Bilateral disease accounts for the majority of affected children, and for almost all cases of lens-associated childhood severe visual impairment / blindness.
Following on from their findings, the investigators suggest that the value of IOLs in bilateral disease (in terms of potentially better early visual outcome) should to be balanced against the risk of high reoperation rates which expose children to repeat general anaesthetic in a key period of neurodevelopment.
Children with secondary glaucoma following congenital/infantile cataract surgery usually face frequent long-term follow-up and multiple surgical interventions.14,20 Almost half of children affected by secondary glaucoma are severely visually impaired, and in some cases their vision is worse than that reported for unoperated cataract.10 As about 5% of children develop glaucoma in each subsequent year following primary surgery,11 it is possible that the majority of the IOLunder2 cohort could eventually be affected. Further research into the pathogenesis of this iatrogenic and potentially blinding outcome is therefore essential.
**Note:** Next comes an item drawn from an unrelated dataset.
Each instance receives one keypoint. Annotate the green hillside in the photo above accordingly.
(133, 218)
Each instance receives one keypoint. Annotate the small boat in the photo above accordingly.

Findings from the IOLunder2 cohort study certainly highlight the challenges surrounding the timing of cataract surgery in young children. Deciding on an optimal time to operate requires prompt diagnosis, even where treatment may be deferred. It is unlikely that visual outcomes in resource-poor countries will improve without strategies for early detection. Longer term studies of the IOLunder2 cohort will further clarify the associations found, and the 5 year follow up study begins later this year.
These study findings should be reviewed in the context of the growing body of evidence relating to the possible association between multiple general anaesthetics in early childhood and long-term cognitive impairment.12 Investigators of the described study suggest that clinicians should now critically review practices. Furthermore, the study highlights the value of rigorous observational epidemiological research in the evaluation of surgical innovations for uncommon disorders, before they are widely adopted.
Dr Ameenat Lola Solebo and Prof. Jugnoo S. Rahi
Dr Ameenat Lola Solebo is an NIHR Academic Clinical Lecturer and Prof. Jugnoo Rahi is a Professor of Ophthalmic Epidemiology/Honorary Consultant Ophthalmologist for the Population, Policy and Practice Programme, Institute of Child Health, University College London, London, UK.
The authors/reviewers declare no conflicts of interest relating to the content of this article.